And the FBI and the DOJ and the prosecutors were like, OK, OK, thanks Amazon for telling us that they didn't check. They didn't like, check what land prices were and they didn't check comparisons like this is all public information on Google and they just didn't check it. They just took what Amazon said. And they don't know that, like, land that can be used for data centers is far more valuable than land that can't be. You know, it's like, because it's like gold.

It's like gold land anyway. And so one of the things about the FBI is like you're asking FBI agents to become like experts in these in these different fields that they're tasked with investigating. And in some instances I think that's OK, but in a lot it's not and. They're not experts. Let's just go. Let me just go on record and dispel anybody's idea. You know, people get assigned. The old joke at the FBI Academy is how do you get assigned to that field office and that

particular task. And the joke is that there's drunk monkeys throwing darts at a board. They took a guy like me. My background was paramedic military. I'd done outside sales. They're like Chinese counterintelligence. That's where you're going to fit. And I'm like, like, I don't speak Chinese. I don't, I don't care about Chinese.

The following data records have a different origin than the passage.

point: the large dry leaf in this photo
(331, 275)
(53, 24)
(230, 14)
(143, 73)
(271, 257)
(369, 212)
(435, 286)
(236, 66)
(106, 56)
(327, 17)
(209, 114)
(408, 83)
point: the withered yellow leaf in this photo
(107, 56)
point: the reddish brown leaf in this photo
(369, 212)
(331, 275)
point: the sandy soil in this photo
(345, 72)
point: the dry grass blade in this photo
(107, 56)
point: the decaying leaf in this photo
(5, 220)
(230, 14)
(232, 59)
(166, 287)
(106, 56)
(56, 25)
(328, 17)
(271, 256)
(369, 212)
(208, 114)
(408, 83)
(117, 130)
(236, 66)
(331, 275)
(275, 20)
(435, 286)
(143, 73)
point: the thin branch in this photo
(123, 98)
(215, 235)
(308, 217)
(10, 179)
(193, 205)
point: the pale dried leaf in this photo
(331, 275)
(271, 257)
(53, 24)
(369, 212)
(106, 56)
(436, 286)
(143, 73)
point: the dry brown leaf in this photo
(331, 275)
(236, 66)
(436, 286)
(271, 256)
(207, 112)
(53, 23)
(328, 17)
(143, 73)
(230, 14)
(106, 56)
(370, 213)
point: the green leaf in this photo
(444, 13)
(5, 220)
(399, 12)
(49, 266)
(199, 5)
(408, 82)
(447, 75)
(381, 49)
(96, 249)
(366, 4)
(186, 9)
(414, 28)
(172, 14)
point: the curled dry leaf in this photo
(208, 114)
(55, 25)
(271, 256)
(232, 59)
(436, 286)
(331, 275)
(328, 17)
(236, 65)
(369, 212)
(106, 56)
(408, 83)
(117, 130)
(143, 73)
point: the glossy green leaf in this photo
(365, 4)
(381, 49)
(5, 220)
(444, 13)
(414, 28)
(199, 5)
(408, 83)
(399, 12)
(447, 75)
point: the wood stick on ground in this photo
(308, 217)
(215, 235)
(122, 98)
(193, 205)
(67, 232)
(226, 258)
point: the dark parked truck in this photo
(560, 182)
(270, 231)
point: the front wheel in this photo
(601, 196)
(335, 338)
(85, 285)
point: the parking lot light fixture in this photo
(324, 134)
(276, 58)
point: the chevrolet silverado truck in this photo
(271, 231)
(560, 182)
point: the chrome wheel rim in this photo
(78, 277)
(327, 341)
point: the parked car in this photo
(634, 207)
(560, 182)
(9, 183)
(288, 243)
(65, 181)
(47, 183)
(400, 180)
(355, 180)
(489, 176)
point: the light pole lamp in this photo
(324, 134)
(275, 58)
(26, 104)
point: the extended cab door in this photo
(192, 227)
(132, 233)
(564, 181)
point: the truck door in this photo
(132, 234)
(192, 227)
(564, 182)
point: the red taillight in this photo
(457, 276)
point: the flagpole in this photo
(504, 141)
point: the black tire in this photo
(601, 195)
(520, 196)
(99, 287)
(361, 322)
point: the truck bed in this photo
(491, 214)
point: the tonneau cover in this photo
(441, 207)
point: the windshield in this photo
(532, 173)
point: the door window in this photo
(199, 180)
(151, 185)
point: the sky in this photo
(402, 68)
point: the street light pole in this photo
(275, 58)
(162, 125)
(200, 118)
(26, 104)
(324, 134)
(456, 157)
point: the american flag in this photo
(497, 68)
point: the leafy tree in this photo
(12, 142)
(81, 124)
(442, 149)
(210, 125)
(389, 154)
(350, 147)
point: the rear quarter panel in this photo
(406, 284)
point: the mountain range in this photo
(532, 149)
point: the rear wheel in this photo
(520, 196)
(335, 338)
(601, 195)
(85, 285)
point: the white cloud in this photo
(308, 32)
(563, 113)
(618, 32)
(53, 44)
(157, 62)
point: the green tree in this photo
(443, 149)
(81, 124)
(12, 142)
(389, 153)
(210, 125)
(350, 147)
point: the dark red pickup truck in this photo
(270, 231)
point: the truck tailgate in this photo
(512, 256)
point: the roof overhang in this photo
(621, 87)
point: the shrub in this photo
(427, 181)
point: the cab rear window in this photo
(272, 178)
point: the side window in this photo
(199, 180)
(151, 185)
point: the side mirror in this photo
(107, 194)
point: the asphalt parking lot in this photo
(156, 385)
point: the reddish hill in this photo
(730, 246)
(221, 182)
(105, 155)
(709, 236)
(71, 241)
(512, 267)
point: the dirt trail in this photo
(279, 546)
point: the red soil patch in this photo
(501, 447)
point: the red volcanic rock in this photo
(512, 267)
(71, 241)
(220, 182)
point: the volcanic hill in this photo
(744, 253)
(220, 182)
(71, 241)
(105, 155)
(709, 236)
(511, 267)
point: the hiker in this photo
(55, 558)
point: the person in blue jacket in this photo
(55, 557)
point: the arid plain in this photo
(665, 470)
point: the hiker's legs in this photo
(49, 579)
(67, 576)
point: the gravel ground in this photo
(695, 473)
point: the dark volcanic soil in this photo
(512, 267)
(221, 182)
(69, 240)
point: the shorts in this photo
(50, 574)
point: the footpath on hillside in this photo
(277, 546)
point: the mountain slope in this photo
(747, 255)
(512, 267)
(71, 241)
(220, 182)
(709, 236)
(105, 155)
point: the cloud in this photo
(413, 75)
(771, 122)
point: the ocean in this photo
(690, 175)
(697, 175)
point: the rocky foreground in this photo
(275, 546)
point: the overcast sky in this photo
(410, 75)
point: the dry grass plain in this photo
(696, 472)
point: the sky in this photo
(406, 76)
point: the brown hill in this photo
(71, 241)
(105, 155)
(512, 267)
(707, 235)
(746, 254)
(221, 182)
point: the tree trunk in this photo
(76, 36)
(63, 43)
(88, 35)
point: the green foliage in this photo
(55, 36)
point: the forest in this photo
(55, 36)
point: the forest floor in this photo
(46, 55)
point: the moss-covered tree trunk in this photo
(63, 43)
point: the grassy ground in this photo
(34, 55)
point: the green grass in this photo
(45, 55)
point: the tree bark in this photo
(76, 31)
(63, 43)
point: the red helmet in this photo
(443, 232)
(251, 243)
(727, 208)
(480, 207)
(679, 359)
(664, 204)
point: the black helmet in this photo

I'm not interested. Well, it's like this is like agent, agent, Huckel said to someone once they, the FBI agent on the case, like someone had talked about like in commercial real estate, there are like rebates and referral fees that people could call kickbacks, right? Like, this is like, they're perfectly legal.

And Huckel said to somebody, Well, I asked my brother-in-law, who's a broker, and he said, no, I'm like, oh, so you OK, so you're you asked your brother-in-law, so OK, send my husband to prison because your brother-in-law who like, what Bob. Bob just said Nope, that's not a thing. Yeah. I asked the guy. What? We're doing, yeah. I went down to the diner and I was like, hey, can you do this thing? And he was like, Nah, so that was it. That's the that's the worst example.

But, I mean, that's exactly how it works. My buddy, who spoke fluent Russian and lived first in Siberia for two years, was sent to the middle of nowhere to work on Indian crimes. That makes no sense. No, it makes no sense. It's like they have resources, they have accountants, they have capabilities. They took producer Phil, who has a background in accounting and

they made him an auditor. That actually makes some sense, except the auditor is supposed to be like a retirement gig and nobody wanted to do it. So rather than take people who have the most energy and are most willing to go out and learn new things and do the most aggressive type stuff, no, they don't take experts in the field and have them do it. So your case is just another example of mediocracy masquerading as prestigious and competent. And and it's it's incredibly dangerous.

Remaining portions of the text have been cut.